Estudió la primaria en la 11 y la secundaria en la Técnica, trabajó siete años en fábrica y ahora tiene su propio taller de estética vehicular: Racing Car Detailing
“Antes de renunciar en la fábrica, estuve un año con los dos trabajos, de día trabajaba en mi casa llevando adelante mi pasión fierrera y de noche, en la fábrica. Esto es tiempo. Yo no hago producción, hago detalles”, dice convencido.
Con un Vento impecable luciendo bajo las luces de su taller, ubicado en Ruta 234 N° 3764, Ezequiel se entusiasma compartiendo sobre su trabajo, “desde los cinturones de seguridad hasta los espejos, palanca de cambio, volante, las rejillas de donde sale el aire acondicionado, la limpieza de interior es total, tapizados, tablero, todo al detalle. La parte de afuera del vehículo es premium, tratamiento acrílico, cerámico o abrillantado, son algunos servicios que ofrecemos”.

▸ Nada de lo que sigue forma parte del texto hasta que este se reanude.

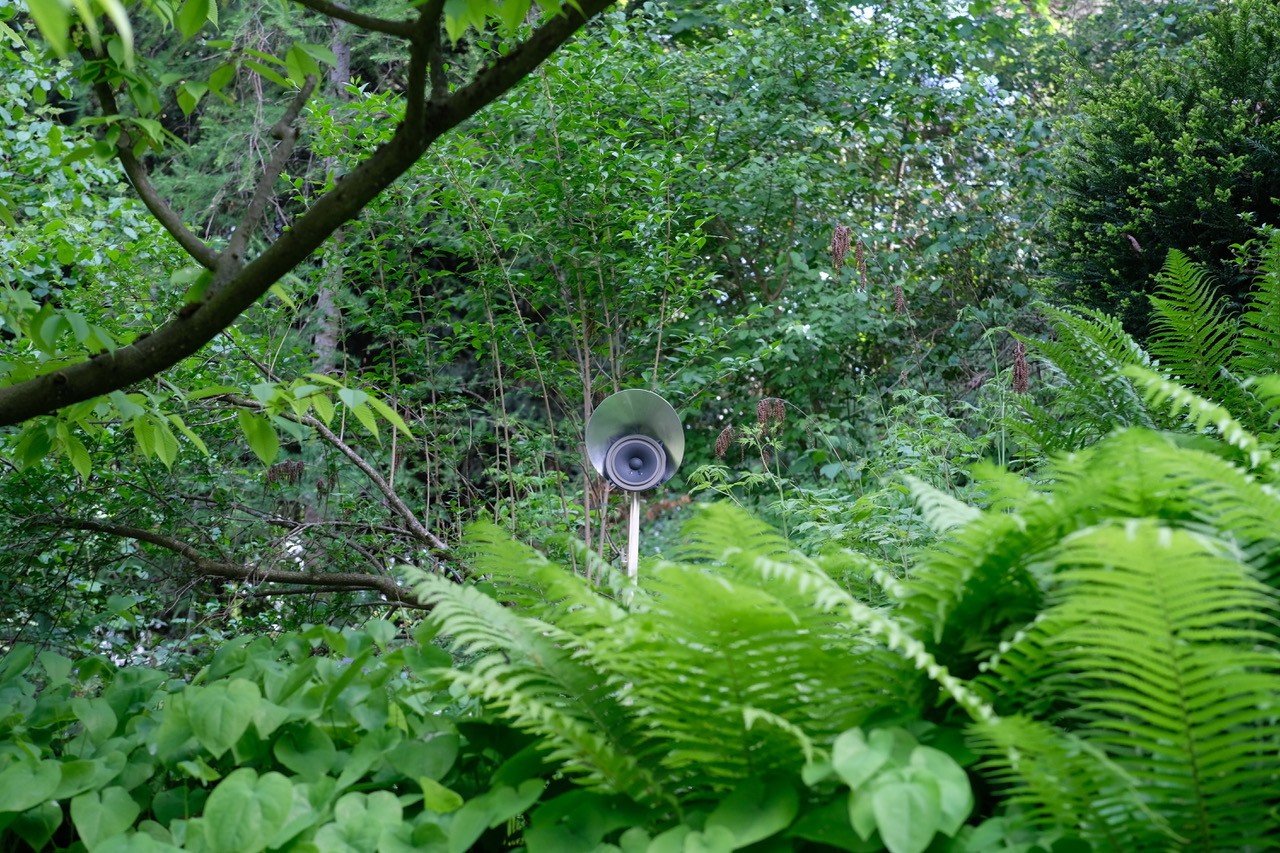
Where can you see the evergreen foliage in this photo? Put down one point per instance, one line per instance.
(1183, 151)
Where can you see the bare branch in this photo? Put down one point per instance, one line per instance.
(330, 582)
(197, 323)
(232, 258)
(141, 182)
(415, 525)
(398, 28)
(432, 14)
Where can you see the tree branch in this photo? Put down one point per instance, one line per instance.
(232, 258)
(415, 527)
(328, 582)
(197, 323)
(434, 12)
(141, 182)
(398, 28)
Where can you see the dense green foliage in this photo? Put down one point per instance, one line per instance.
(1182, 151)
(947, 569)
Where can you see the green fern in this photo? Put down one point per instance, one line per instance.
(1083, 364)
(1193, 334)
(743, 660)
(1159, 660)
(1260, 325)
(1202, 414)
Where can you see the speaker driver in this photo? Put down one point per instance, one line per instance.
(635, 463)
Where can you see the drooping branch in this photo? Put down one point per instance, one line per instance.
(205, 566)
(394, 501)
(232, 258)
(141, 182)
(197, 323)
(398, 28)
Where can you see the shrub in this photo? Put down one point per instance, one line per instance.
(1182, 153)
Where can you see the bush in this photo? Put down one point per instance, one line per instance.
(1182, 153)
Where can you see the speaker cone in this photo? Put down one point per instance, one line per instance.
(635, 463)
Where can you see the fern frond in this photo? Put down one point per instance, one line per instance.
(1084, 359)
(1202, 414)
(1260, 325)
(526, 670)
(533, 583)
(1060, 780)
(941, 511)
(1155, 639)
(1194, 336)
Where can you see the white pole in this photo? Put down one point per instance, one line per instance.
(634, 541)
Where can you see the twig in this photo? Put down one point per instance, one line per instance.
(232, 259)
(333, 582)
(141, 181)
(398, 28)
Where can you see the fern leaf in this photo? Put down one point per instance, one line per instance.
(1202, 414)
(1194, 336)
(1260, 325)
(941, 511)
(1153, 637)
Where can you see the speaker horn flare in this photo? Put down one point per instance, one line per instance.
(635, 439)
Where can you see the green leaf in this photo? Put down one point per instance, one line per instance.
(365, 416)
(246, 811)
(37, 825)
(33, 445)
(906, 813)
(220, 714)
(101, 816)
(191, 17)
(191, 437)
(190, 95)
(96, 716)
(53, 19)
(389, 415)
(438, 798)
(757, 810)
(260, 434)
(307, 751)
(275, 77)
(23, 787)
(955, 794)
(855, 760)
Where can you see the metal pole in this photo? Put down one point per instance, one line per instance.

Y la lista sigue: pulido de ópticas, aires acondicionados, polarizados y ploteos. Hay un universo de jóvenes en Derqui, y no tanto, que aman sus autos, los disfrutan y les encanta tenerlos impecables.
“A veces mi señora viene los fines de semana, ella es profesora y viene con las nenas al taller, mis hijas juegan, bailan, ven videos y nosotros disfrutamos muchísimo en familia de este trabajo, te repito, yo agarro un auto y lo dejó impecable, no importa el tiempo que lleve, me he ido del taller a las 11 de la noche, pero las terminaciones quedan impecables”, se entusiasma el vecino.
-¿Podés pasarnos algún costo? -Claro, por ejemplo, vos me traés el auto, lo lavamos por afuera, lo descontaminamos y lo abrillantamos, que es pasarle la máquina con un pulimento especial, levanta mucho brillo, corrige rayas superficiales y deja una protección de seis meses, te sale ciento cincuenta mil. Y si le agregan adentro: limpieza de tapizado, desarmando las dos butacas delanteras, el respaldo del asiento trasero, manijas, teclas, parlantes, paneles, torpedo, alfombra, techo, baúl, todo por doscientas lucas. Te lo llevás como nuevo”.